Lo scioglimento del permafrost

Ricordiamo che il permafrost è una miscela di terreno, ghiaia e sabbia legati insieme dal ghiaccio. Si trova principalmente nelle regioni artiche, in prossimità dei poli, ma anche in altre parti dell’Alaska, della Groenlandia, della Russia, della Cina e dell’Europa settentrionale e orientale. Quando il permafrost si forma, batteri e virus possono rimanere intrappolati al suo interno e sopravvivere per migliaia o addirittura milioni di anni. I periodi più caldi, tuttavia, possono dare il via a processi metabolici che consentono a questi microrganismi dormienti di riattivarsi. Nel bel mezzo dell’attuale crisi climatica, quindi, alcuni di questi agenti patogeni, potenzialmente in grado di causare malattie, si possono risvegliare mentre il permafrost si scioglie.

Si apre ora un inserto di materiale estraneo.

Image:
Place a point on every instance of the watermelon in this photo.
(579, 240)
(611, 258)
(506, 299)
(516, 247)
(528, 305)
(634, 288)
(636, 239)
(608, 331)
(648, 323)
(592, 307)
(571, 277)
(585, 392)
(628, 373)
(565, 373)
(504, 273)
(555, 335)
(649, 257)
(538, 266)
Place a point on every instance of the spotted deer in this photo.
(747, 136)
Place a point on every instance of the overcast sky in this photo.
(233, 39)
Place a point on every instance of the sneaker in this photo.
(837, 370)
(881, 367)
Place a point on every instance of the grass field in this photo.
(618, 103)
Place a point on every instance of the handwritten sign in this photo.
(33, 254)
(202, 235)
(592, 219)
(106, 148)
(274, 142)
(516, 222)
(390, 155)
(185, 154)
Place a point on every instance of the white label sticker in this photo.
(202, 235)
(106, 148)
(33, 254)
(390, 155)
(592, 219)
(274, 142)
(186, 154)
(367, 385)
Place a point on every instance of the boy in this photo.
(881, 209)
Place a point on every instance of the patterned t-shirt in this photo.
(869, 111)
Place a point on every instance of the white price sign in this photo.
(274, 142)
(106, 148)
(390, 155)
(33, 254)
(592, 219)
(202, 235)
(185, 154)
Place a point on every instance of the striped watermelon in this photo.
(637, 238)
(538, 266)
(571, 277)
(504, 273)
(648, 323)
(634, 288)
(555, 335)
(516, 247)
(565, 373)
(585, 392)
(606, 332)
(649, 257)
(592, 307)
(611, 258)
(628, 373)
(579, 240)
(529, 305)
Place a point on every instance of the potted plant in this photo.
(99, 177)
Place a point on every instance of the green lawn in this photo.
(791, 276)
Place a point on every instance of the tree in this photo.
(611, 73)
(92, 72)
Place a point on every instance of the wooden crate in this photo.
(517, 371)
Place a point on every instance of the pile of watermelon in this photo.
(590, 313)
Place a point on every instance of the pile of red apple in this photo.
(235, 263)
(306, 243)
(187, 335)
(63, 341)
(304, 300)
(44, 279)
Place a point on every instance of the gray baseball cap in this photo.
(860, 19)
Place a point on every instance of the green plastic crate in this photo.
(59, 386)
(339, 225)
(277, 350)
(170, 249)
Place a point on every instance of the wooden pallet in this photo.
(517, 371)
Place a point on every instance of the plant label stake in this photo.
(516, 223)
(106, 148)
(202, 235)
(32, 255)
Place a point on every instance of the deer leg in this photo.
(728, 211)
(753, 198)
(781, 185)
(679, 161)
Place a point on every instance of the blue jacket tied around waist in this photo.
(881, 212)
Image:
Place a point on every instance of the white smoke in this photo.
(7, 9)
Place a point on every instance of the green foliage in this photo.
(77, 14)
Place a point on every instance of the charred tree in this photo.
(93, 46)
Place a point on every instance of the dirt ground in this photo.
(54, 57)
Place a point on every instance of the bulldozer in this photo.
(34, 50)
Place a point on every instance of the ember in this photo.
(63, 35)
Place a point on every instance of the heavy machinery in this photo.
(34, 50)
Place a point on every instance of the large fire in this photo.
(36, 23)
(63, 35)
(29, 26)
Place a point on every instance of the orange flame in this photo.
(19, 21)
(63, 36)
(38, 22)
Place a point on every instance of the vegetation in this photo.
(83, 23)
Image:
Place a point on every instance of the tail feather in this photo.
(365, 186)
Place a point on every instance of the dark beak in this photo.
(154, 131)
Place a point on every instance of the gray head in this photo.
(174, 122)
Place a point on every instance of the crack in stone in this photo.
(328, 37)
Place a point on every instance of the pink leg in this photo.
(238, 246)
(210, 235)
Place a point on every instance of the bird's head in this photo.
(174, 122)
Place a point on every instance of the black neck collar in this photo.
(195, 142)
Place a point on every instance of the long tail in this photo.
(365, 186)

Il risveglio di antichi patogeni

Secondo il nuovo studio, questi agenti patogeni rappresentano un potenziale rischio perché gli esseri umani e altri organismi viventi di oggi non sono mai venuti in contatto con loro, vale a dire quindi che gli ecosistemi moderni potrebbero avere poche difese. “Se i patogeni convivono da molto tempo a fianco di comunità batteriche, umane o animali, ci si aspetta una co-evoluzione tra i patogeni e la comunità, riducendo il rischio che i patogeni rappresentano per gli ecosistemi”, ha commentato a LiveScience il co-autore Giovanni Strona, ricercatore dell’European Commision Joint Research Centre e dell’Università di Helsinki. “Ma quando hai un patogeno che viaggia nel tempo, hai chiaramente l’introduzione di nuovi elementi di rischio”.

Lo studio

Per calcolare i rischi ecologici dovuti al rilascio di questi microbi antichi, il team di ricercatori ha effettuato alcune simulazioni al computer in cui agenti patogeni digitali invadono comunità di ospiti simili a batteri. Dalle analisi, i ricercatori hanno scoperto che i patogeni invasori riuscivano spesso a sopravvivere ed evolversi nel mondo moderno, e che circa il 3% di loro era dominante nel nuovo ecosistema. Non solo: circa l’1% dei patogeni avrebbe effetti imprevedibili: potrebbe causare l’estinzione di circa un terzo delle specie simili ai batteri oppure aumentarne la diversità fino al 12% rispetto alle simulazioni in cui la fuga non era consentita.

Come cigni neri

Il team di ricercatori ha così soprannominato l’1% dei virus potenzialmente pericolosi “cigni neri”, riferendosi a un evento raro e improbabile, ma di enorme impatto. Sebbene infatti la probabilità che questi emergano e provochino il caos sia bassa, il loro impatto sarebbe catastrofico e dovrebbero per questo essere considerati nei futuri scenari climatici. Va precisato, tuttavia, che lo studio è interamente basato su simulazioni al computer che modellano il modo in cui i virus infettano i batteri, e sono perciò necessarie ulteriori ricerche per chiarire i rischi effettivi nel mondo reale. “Come società, dobbiamo comprendere il potenziale rischio rappresentato da questi antichi microbi in modo da poterci preparare a eventuali conseguenze del loro risveglio nel mondo moderno”, ha concluso il coautore Corey Bradshaw, della Flinders University.